Time and again, Pens scouts have pulled out many a prime prospect from all corners of the region.
Some came to the club via the draft – the Pens' penchant for Boston College defensemen (Philip Samuelsson, Carl Sneep, et al) is particularly strong – while others (goalie Brad Thiessen out of Northeastern) were simply undrafted free agents, available to be had by anybody.
Thiessen, now a second-year pro, is making the Pens look like geniuses, especially after last week's work.
Appearing in five games (including a make-up game with Albany), Thiessen allowed just three goals, won four out of five decisions, and helped the red-hot Penguins to maintain a cushy 10-point East Division lead.
That made him a slam-dunk choice for the AHL's Player of the Week honors, as announced by the league on Monday.
And by no means is Thiessen a one-week wonder.
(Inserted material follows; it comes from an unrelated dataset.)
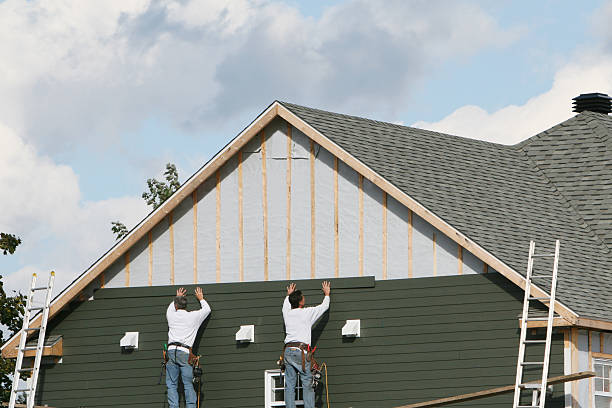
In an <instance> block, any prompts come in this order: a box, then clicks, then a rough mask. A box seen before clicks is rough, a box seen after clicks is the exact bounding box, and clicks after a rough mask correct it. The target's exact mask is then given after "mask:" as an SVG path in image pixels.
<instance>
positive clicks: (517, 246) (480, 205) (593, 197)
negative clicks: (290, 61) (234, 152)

The one-time Hobey Baker Award finalist is near the top in several league categories, including goals-against average (1.87), shutouts (five), wins (22), and save percentage (.925).
Around the AHL
The AHL's single-game attendance record will almost certainly fall Saturday night, when the Providence Bruins and Connecticut Whale meet under a full moon at Rentschler Field in East Hartford, Conn.The “Whale Bowl,” as it is being called, has already sold 22,000 tickets, which pushed past the existing attendance mark of 21,508, set last year, outdoors in Syracuse, N.Y. Club officials hope to reach the stadium's capacity, 38,000 by the time of the 7 p.m.face-off. “It’s a great tribute to the people of the state of Connecticut, but we have to get 38,000 because we want to sell the place out,” said Howard Baldwin Jr., president and COO of Whalers Sports and Entertainment, in a club release. “Everyone else, the NHL, college and AHL, has sold out, and if Connecticutwants to be back on the (hockey) map again, which I know it does, everybody needs to come out and celebrate this.” … Players continue to shuttle to and from between AHL clubs and their NHL parents. Monday saw rookie winger Jordan Caron sent down to Providenceby Boston. This came a day after center Zach Hamill made the same trip. Going the other direction was Portland Pirates goaltender Jhonas Enroth, who was reportedly called up by the Buffalo Sabres to spell Ryan Miller.